Uno degli ostacoli più temuti dagli studenti universitari è il salto d’appello, una pratica che impedisce di sostenere l’esame all’appello successivo. Ma è legale? Ecco cosa sapere.
Le difficoltà che gli studenti universitari, specialmente se matricole, possono riscontrare durante il proprio percorso di studi sono molteplici, specialmente durante la sessione. Sta infatti al singolo studente, di triennale o magistrale, decidere quali e quanti esami preparare in vista della sessione, in base alle proprie priorità.
Nonostante lo studio però può capitare di dover ridare l’esame, ed è qui che la sessione può riservare amare sorprese. Infatti il docente potrebbe adottare il salto d’appello che potrebbe costringere lo studente a non poter sostenere l’esame nella sessione successiva.
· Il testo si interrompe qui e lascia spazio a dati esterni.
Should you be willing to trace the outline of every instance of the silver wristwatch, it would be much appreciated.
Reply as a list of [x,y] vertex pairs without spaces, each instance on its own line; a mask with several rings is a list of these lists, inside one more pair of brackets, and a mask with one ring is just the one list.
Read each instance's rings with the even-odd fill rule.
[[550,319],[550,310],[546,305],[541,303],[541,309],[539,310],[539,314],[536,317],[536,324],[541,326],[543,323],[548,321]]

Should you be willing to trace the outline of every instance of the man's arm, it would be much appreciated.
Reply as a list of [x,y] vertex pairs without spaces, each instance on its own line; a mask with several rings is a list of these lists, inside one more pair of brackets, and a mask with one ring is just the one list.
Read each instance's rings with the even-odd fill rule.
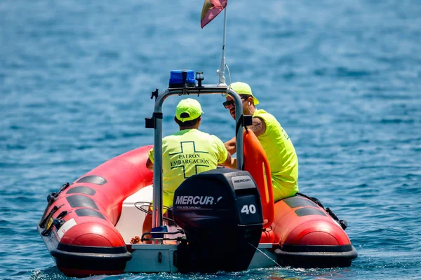
[[150,158],[149,158],[146,161],[146,168],[147,168],[150,171],[154,171],[154,163],[151,161]]
[[[266,123],[260,118],[253,118],[253,125],[247,127],[252,130],[256,136],[259,136],[266,131]],[[225,142],[224,145],[225,145],[225,148],[227,148],[227,150],[230,155],[236,153],[236,146],[235,137]]]
[[234,155],[236,152],[235,137],[234,137],[229,141],[225,142],[224,145],[225,145],[225,148],[227,149],[229,155]]
[[253,118],[253,125],[247,127],[250,128],[256,136],[259,136],[266,131],[266,123],[260,118]]
[[236,158],[232,158],[231,155],[229,155],[229,153],[228,153],[227,160],[225,160],[225,161],[222,163],[222,165],[235,169],[236,169]]

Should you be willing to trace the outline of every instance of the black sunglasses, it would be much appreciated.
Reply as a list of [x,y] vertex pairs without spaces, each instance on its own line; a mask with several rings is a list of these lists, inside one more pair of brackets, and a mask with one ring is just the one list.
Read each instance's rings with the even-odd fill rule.
[[[241,99],[241,100],[244,100],[248,97],[240,97],[240,98]],[[224,105],[225,108],[228,108],[228,107],[229,107],[229,105],[234,105],[234,103],[235,103],[235,102],[234,101],[234,99],[231,99],[229,101],[226,101],[225,102],[222,102],[222,105]]]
Una pratica che scoraggia e ostacola gli studenti. Per questo motivo sarà capitato almeno a tutti una volta di domandarsi se il salto d’appello è legale o meno. Per poter rispondere bisogna rivedere alcune leggi. Ecco tutto quello che c’è da sapere.
Cos’è il salto d’appello e quando si applica?
Pur avendo studiato molto per un esame, può capitare che la prova orale o il test non vada come desiderato o si incorra addirittura in una bocciatura. Purtroppo sono eventi che possono capitare, infatti, per quanto evitabili può accadere che uno studente - specialmente se matricola - sia ancora alla ricerca di un proprio metodo di studio per affrontare una specifica materia, magari particolarmente ostica.
In questi casi però a complicare la situazione potrebbe essere l’adozione da parte del docente del salto d’appello. Il salto d’appello è infatti una pratica ancora adottata da diversi atenei e docenti e consiste nel vietare allo studente di sostenere un esame all’appello successivo. Questa pratica può essere adottata in diversi casi: solitamente si applica a tutti gli studenti che sono stati bocciati, ma in alcuni atenei questa penalità si applica anche agli studenti che si sono prenotati ma non si sono presentati all’esame.
Salto d’appello quali sono gli svantaggi per gli studenti?
Gli svantaggi del salto d’appello per gli studenti - è inutile negarlo - sono consistenti. Se infatti, dal punto di vista dei professori che adottano questa pratica, il salto d’appello è un valido strumento con cui si cerca di ostacolare uno studio superficiale e quell’atteggiamento di alcun studenti del “tentare” un esame, dal punto di vista degli studenti questa pratica può causa non poche difficoltà.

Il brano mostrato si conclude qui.